3. Technology will change rapidly, but unpredictably. New technologies seem poised to rapidly decrease the cost of sequencing, perhaps by as much as 10-fold. In all likelihood, new read types will first be used as an adjunct to more traditional reads in an assembly or for resequencing. But as read lengths improve and paired-end sequencing becomes possible with them, the new technologies will replace Sanger sequencing over time for whole genome shotgun assemblies. Sequencing centers will continue to have to spend considerable effort adapting even commercially available instruments into their production environments. The timing of all of this is uncertain, but it is beginning now and could play a significant role in the next three years. NHGRI should consider with care how much it should decrease its investment in sequencing-if cuts to the program are too large or made too quickly, it will stifle the transition to new technology.
   
   
4. Target selection should be based increasingly on big, compelling scientific questions and less on review of individual organism targets. As capacity increases, the current target selection process will not scale.

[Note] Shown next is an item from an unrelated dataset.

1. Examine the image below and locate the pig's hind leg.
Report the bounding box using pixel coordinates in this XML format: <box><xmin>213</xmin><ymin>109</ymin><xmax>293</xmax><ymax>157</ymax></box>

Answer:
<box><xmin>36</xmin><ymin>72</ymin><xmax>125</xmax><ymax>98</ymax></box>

In general, NHGRI must continue to find the most compelling problems to address with its large-scale sequencing capacity. The current program seeks proposals for sequencing targets and evaluates them only one, or a few, at a time. Instead, NHGRI should seek to address the most compelling questions. Several examples were mentioned: the Human Cancer Genome Project; a similar effort aimed at another major system or disease; identifying the basis for 50-100 Mendelian disorders; identifying all the differences within the hominid lineage between apes and humans; and several others. NHGRI only needs to have a few of these at a time; these would not preclude doing other, still important but less ambitious projects at the same time. It was suggested that NHGRI organize a scientific publication that would invite several prominent scientists to imagine how they would use sequence information if it became much more easily available.
   
   
5. Matching the throughput of the sequencing pipelines to their inputs and outputs will require resources. As capacity increases, NHGRI will need to pay attention to the community's ability to use the data. In addition to the points mentioned in the other numbered themes, this will require new computational infrastructure. With more capacity, obtaining samples for new sequencing projects will also require significant resources and coordination.
   
   
6. The program must remain flexible in several respects. Production of whole genome shotgun sequence will still be a useful and important part of the program. But increasingly, other sequencing products will be more relevant for solving certain critical biomedical problems. Therefore, the next solicitation should seek centers with a range of capabilities, including whole genome shotgun production, production of directed sequencing reads, ESTs and cDNAs, and other products. This will enable the program to respond to the most important challenges as they are identified over the next several years. The program must also maintain flexibility to adapt new technologies. One of the strengths of the program is that it is composed of a portfolio of centers with different abilities.
   
   
7. Sequencing is not merely a commodity (even if Q20 base pairs may be). Production of reads is an important core function of sequencing centers, but is not sufficient for a number of reasons. For example, genomes are not all identical-some are more challenging than others. Methods continue to evolve. Centers must be able to adopt new technologies rapidly. Most significantly, centers are repositories of knowledge about how to use sequence information, and thus are intellectual resources for the scientific community. The centers are evolving towards being true genome centers. There was some discussion that the centers should be allowed to venture beyond sequencing-related activities. One suggestion was to organize the centers as a component of a program along the lines of the MIT Media Center, in which one would construct a model for a fully integrated set of projects to address a major problem-for example, how rational health care could be delivered. In any event, the performance of the future centers should be measured by a wider set of parameters than Q20 production.